The spread of coronavirus infection has resurfaced in Nepal. The infection was confirmed in 113 people on Wednesday, and it was the highest in the past four months, sparking fears of the fourth wave of the Covid crisis in the country.
According to the Ministry of Health and Population, 112 people were infected previously on March 10, 2021. Since then, the number of infected people had been steadily declining, until now.
A new subvariant of the Omicron variant of the coronavirus, which has been considered more contagious till now, has been named Omicron BA.5. As it has been recently detected in Nepal also, apparently, the subvariant BA.5 has been responsible for doubling the daily infection rate in recent weeks.
Currently, the number of infected people found at the entry points of Nepal and India has been increasing. The director of the Epidemiology and Disease Control Division, Dr Chuman Lal Das explains, “Covid cases seem to be on the rise in Nepal as well.
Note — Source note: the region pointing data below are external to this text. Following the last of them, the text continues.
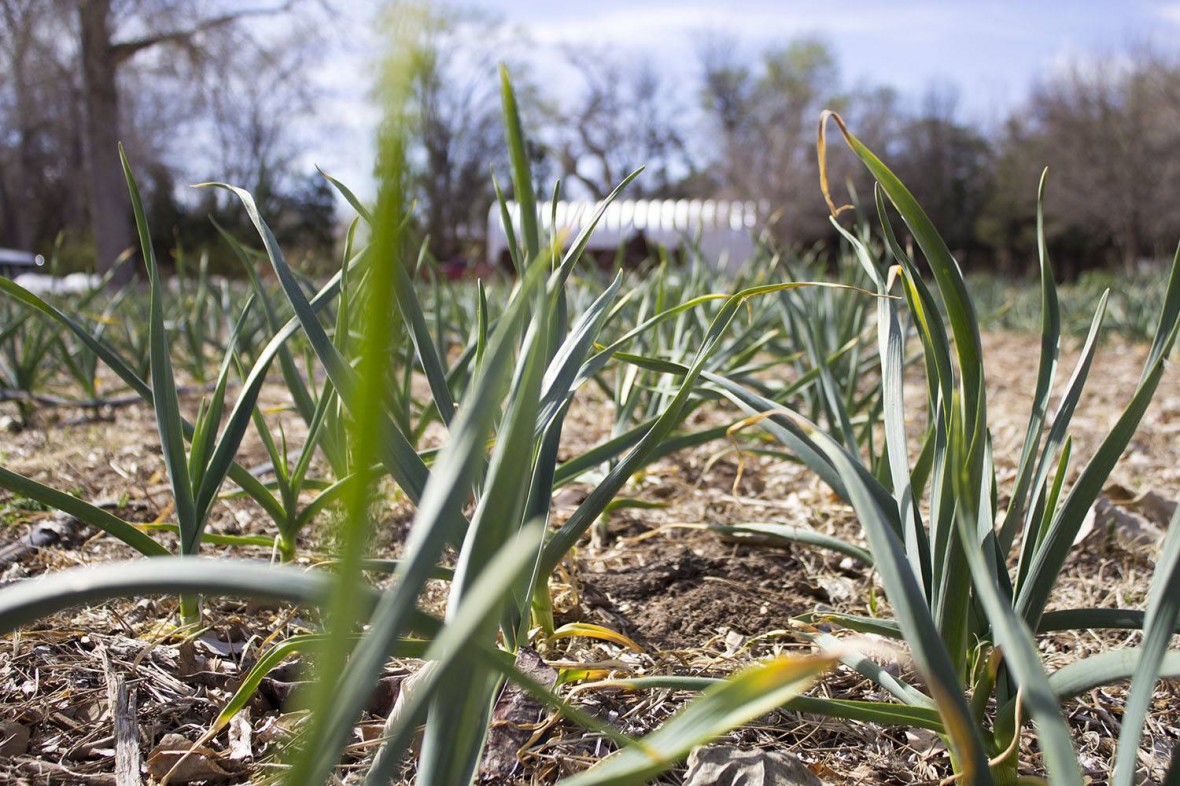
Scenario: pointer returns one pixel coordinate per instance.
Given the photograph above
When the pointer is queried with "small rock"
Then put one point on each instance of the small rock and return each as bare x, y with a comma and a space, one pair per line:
723, 765
13, 739
182, 762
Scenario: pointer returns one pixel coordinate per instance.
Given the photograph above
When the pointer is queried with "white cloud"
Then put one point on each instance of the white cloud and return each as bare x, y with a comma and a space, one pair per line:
1169, 12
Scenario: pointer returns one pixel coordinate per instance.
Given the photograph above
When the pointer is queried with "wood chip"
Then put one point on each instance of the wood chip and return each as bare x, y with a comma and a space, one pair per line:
122, 701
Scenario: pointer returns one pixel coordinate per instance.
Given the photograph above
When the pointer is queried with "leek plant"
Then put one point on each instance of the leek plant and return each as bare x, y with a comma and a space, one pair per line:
971, 622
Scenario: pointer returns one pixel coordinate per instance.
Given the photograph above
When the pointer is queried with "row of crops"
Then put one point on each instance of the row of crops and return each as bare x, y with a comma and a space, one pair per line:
382, 355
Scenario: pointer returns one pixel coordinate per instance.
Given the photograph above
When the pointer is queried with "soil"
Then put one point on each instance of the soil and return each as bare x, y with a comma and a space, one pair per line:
694, 602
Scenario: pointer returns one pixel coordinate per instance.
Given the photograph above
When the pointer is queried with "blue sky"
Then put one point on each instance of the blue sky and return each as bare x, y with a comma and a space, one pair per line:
991, 51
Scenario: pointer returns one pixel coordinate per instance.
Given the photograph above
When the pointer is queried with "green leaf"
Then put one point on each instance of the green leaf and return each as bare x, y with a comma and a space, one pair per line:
163, 385
738, 700
83, 511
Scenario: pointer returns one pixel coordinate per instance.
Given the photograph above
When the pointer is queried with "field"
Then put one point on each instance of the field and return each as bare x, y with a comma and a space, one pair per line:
394, 528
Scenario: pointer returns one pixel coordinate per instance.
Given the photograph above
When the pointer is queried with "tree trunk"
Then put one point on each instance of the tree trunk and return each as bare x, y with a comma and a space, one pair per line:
110, 207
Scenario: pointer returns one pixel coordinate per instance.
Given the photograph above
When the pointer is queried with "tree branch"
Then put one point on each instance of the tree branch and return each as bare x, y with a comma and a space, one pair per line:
126, 50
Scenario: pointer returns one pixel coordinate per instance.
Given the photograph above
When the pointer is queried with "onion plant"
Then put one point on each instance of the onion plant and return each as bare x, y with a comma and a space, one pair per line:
971, 622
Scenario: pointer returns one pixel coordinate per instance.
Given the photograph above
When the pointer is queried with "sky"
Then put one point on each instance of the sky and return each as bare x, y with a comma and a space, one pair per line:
990, 51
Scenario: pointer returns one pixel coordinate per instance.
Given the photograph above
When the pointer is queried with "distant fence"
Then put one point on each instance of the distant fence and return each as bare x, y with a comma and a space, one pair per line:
722, 231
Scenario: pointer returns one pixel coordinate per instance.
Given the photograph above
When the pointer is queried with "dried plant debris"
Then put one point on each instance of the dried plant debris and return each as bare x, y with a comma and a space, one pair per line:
700, 603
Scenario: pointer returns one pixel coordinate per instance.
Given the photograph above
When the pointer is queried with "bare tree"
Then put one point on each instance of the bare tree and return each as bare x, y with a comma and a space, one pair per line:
627, 117
1109, 132
456, 126
765, 116
946, 164
109, 40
The number of infected people is increasing at the Nepal-India entry points. The subvariant BA.5 of Omicron is increasing the infection. This is an early sign that the fourth wave might be prevalent soon.”
He adds the increasing number of infected people in India indicates that it will spread easily in Nepal as well.
The new subvariant and uncertainties
According to public health experts, Omicron’s new subvariant BA.5 is the most contagious variant as of now, which has the ability to transmit infections at a high speed and cause the fourth wave.
Virologist Dr Sher Bahadur Pun of the Shukraraj Tropical and Infectious Disease Hospital, Kathmandu says, “There are high chances that even vaccinated people could get infected, resulting in another fourth wave of the infection. Though it transmits at a high speed, according to the research done in different countries, the number of people infected from it being admitted to hospitals is low.”
According to the statistics of different countries, patients’ hospitalisation and death rates due to the subvariant BA.5 are less than those with the previous variants. “But, due to Omicron’s converted genes’ spike protein, there are chances that its infection might spread in a short time,” says Dr Prabhat Adhikari, infectious disease and critical care consultant.
Another infectious disease specialist Dr Anup Subedee adds, “There has not been any study on how dangerous this variant might be. The new variant has been declared a variant of concern by the World Health Organization.”
The Omicron subvariant BA.5 exhibits different symptoms from other variants, according to numerous research works. Additionally, infected individuals experience increased head and neck pain, impaired thinking, depression, and difficulties walking in the light.
Hopes and fears
Studies so far have found that Omicron has a 13 R-naught (R0) value whereas its subvariant BA.5 has an 18 R0 value. According to the experts, the R0 value means the ability to transmit infections to as many people as numbered. It, hence, means that the new subvariant can infect the disease among more people, more quickly. So, is it the fourth wave?
“Measles was the most contagious virus till now. However, the new subvariant of Omicron, BA.5, is seen as the most contagious now. This may indicate the rise of the airborne infection wave,” explains Dr Subedee.
According to the latest figures from the UK, hospital admissions have risen by 30 per cent. Dr Subedee adds, “Many people died when the Delta variant spread in Nepal. However, Omicron was not more lethal. It’s been a year since the third wave. That’s why we’re more at risk (of the fourth wave) than during the time of Omicron.”
Likewise, public health expert Kedar Baral says, “Changes have been found in Omicron’s spike protein. And, it’s been a long time since we’ve taken the second dose of the vaccine. Due to this factor, the immune system of Nepalis is declining and new subvariants are rising. This indicates the chances of the fourth wave.”
Hence, Dr Samir Adhikari, the assistant spokesperson for the Ministry of Health, argues that with the change, individuals should be more alert to upholding public health norms so as to save themselves during the possible fourth wave.
Concerns have been expressed that as the Omicron infection develops, it will become more challenging. In light of this, the Health Ministry is acting to improve monitoring, give immunisations top priority, and oversee hospitals, according to Dr Adhikari.
This story was translated from the original Nepali version and edited for clarity and length.